LLMs aren’t trustworthy for such stuff if you need real info and not just creative help with fantasy stuff. And even for those tasks it is usually not really good enough.
Thanks, I wasn’t aware of that, the “fantasy” stuff was news to me when I read they make illegal moves to solve chess puzzles.
There has been a lot of praise for how amazing these LLM models are, but apparently they have some pretty serious limitations, that might even make them dangerous to use, if you are not aware.The issue with LLMs is, that they got trained with all kinds of data. so not just real scientific data but also fantasy (lies, books, movie scripts etc )… and nobody told the LLMs while training them what is fantasy or what not. so they only know how to generate text that looks “legit” without really knowing what is true and what not. so if you ask for a person and their personal details as an example… a LLM could generate real looking data that is just fantasy because it learned that such data looks like this. same goes for everything else like programming code, book titles, facts etc… LLMs just generates text in the correct format and which looks real, without caring if its real or not.

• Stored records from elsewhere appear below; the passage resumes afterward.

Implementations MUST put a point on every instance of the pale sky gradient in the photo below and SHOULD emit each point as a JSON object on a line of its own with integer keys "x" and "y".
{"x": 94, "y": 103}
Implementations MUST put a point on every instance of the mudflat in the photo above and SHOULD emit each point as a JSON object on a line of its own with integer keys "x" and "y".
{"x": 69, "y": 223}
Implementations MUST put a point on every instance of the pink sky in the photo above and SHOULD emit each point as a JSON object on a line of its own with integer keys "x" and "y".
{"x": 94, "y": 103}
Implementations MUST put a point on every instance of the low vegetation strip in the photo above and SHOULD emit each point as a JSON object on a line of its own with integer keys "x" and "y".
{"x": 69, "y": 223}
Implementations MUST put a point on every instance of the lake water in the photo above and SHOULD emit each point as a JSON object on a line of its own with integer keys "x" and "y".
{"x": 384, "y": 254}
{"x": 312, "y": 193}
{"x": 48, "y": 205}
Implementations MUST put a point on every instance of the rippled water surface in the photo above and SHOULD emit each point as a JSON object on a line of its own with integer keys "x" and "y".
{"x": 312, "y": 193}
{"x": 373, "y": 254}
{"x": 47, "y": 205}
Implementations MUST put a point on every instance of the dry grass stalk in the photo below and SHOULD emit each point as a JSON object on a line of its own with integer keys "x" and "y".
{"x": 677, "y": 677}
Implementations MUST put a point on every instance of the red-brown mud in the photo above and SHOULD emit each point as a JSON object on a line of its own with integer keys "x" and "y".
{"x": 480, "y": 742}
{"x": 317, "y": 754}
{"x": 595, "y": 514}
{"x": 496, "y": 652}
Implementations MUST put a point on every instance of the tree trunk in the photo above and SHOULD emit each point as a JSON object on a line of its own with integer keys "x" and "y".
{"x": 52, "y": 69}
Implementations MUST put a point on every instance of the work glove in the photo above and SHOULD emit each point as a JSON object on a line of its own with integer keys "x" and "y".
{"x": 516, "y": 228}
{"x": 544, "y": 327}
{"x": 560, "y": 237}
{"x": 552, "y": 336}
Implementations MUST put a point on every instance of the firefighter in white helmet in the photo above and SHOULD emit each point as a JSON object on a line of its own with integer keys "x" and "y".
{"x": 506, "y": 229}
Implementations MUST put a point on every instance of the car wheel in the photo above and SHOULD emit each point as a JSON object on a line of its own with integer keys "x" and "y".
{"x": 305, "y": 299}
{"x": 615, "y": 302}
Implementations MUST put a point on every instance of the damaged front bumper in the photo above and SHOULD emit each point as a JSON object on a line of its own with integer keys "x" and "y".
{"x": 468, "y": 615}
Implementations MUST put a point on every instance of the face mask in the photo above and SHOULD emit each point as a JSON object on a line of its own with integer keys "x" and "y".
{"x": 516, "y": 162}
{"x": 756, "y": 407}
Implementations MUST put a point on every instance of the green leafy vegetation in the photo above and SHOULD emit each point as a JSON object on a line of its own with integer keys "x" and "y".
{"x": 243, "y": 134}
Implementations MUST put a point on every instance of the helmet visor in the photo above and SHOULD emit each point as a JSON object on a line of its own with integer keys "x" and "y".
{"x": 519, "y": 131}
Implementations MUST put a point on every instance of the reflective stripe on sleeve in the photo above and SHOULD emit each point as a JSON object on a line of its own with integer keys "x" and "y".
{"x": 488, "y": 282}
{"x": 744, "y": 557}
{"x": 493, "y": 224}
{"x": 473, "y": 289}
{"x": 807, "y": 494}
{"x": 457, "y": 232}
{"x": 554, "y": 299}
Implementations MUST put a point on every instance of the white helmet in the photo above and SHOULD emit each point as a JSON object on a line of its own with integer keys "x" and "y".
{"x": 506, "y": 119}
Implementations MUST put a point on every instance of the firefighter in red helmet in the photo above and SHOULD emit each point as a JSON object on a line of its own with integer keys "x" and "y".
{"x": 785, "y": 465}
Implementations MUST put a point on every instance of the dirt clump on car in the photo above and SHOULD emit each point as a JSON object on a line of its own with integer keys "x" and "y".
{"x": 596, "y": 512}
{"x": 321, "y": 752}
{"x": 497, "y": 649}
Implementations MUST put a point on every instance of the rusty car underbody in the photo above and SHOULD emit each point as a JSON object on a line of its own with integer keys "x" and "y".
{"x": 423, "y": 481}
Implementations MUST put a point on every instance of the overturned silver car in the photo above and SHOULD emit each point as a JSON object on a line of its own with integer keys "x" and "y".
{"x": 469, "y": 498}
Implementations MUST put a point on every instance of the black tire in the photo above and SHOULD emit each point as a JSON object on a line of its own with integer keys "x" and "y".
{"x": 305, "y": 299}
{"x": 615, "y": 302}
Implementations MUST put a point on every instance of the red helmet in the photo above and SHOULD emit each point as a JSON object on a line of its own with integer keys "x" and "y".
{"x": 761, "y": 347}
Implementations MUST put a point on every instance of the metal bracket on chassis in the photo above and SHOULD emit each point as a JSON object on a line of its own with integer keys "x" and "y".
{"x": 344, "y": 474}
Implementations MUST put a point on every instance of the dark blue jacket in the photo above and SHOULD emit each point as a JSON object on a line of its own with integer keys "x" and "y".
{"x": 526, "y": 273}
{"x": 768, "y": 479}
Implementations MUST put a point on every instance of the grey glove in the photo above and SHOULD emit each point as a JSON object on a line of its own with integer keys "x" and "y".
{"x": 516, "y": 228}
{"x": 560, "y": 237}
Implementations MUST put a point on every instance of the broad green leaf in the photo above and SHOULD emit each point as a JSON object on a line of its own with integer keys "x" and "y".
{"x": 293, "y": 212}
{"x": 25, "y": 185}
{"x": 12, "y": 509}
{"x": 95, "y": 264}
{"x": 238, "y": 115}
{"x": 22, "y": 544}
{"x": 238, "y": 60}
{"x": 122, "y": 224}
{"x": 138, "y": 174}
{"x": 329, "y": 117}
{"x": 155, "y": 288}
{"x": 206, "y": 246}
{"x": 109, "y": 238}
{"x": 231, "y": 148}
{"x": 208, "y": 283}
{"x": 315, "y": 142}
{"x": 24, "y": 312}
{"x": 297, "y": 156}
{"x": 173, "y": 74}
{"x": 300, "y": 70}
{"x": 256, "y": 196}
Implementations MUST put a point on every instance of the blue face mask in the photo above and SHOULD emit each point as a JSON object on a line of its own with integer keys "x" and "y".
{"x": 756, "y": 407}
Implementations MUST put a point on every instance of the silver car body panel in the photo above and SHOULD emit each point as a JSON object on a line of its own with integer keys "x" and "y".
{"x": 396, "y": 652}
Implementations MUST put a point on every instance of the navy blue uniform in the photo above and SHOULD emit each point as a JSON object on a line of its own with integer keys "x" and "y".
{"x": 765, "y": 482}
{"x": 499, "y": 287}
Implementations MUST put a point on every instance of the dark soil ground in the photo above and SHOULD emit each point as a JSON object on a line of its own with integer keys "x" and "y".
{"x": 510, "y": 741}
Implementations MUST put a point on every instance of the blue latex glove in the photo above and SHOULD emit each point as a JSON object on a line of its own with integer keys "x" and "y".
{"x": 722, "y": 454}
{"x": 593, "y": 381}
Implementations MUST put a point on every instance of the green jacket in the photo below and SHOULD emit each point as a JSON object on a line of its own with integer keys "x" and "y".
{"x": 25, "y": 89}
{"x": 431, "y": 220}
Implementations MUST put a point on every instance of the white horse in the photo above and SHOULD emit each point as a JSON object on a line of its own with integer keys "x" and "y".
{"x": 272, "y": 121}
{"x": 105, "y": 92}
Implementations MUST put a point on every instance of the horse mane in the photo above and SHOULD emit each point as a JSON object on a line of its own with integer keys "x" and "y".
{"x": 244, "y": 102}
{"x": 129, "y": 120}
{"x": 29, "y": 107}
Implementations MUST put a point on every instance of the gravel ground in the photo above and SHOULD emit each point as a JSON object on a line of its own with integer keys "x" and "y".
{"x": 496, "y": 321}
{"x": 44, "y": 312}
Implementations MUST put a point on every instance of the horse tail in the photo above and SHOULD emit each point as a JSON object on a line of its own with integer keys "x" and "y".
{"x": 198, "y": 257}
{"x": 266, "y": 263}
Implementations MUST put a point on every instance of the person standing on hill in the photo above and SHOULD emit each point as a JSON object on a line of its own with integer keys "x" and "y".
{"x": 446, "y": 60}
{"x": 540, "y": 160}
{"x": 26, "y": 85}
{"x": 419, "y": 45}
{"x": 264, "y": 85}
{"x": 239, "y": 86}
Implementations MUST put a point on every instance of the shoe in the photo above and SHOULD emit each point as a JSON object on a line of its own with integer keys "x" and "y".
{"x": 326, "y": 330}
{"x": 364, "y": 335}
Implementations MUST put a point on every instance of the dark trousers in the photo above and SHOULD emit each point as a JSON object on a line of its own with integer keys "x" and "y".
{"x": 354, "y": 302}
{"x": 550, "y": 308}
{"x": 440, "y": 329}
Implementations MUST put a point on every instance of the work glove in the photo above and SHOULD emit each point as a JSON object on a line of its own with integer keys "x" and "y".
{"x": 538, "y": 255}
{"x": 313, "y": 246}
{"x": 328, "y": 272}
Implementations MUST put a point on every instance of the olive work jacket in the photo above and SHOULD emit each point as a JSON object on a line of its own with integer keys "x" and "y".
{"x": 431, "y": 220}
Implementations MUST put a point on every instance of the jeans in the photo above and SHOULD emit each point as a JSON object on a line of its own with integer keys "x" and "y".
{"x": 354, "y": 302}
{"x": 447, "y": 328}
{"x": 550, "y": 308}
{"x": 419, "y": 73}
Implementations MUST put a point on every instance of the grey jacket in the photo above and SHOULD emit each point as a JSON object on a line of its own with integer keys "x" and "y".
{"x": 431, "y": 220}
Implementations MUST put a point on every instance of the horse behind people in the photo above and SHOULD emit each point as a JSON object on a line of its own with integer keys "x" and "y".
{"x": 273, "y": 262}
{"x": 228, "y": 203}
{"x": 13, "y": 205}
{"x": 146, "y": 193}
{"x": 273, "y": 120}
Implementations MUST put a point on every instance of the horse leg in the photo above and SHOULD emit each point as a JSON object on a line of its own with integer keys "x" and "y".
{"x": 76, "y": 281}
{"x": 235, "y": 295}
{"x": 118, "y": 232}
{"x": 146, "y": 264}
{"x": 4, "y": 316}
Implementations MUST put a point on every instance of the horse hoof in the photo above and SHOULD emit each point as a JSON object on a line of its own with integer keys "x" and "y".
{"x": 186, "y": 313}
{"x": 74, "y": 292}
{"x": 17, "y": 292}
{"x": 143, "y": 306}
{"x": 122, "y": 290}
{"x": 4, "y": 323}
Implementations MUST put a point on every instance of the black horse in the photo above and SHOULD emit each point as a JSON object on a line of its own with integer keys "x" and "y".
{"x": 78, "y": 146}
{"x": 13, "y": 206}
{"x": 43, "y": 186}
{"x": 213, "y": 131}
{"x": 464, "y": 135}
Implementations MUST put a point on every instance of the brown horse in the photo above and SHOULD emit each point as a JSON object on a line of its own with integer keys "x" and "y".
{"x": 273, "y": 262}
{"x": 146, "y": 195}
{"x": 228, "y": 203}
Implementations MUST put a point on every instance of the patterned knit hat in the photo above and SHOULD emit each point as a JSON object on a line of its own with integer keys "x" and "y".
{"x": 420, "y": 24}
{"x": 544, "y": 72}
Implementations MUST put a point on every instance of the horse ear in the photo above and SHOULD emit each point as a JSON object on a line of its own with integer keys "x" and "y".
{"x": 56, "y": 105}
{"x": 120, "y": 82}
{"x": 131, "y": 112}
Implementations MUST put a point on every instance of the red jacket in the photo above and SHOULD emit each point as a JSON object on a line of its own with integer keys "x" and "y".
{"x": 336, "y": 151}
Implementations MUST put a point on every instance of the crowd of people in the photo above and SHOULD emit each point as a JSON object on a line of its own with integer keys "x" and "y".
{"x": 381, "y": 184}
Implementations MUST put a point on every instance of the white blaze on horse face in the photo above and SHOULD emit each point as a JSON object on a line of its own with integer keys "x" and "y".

I’m sure you are right, LLM isn’t intelligent enough to distinguish between fact and fantasy on it’s own, which IMO is a bit disappointing considering early reports about ChatGPT. Which were overwhelmingly positive. The AI is way more artificial than intelligent. Or as I saw earlier, the i in LLM is for intelligence. 😋
I wonder why gpt-4 is so good at chess.
If I tried to make an illegal move 20% of the time, would you also say I am good at chess?
Depends on circumstances, obviously.
Okay. What if the circumstance is because I’m just recalling a bunch of chess puzzle solutions I’ve seen before and regurgitating the one I think is the correct solution for this particular pizzle without really understanding the rules of chess?
That’s another thing I’m wondering about, but so is anyone. I’d still want to know why GPT-4 does so much better than the others.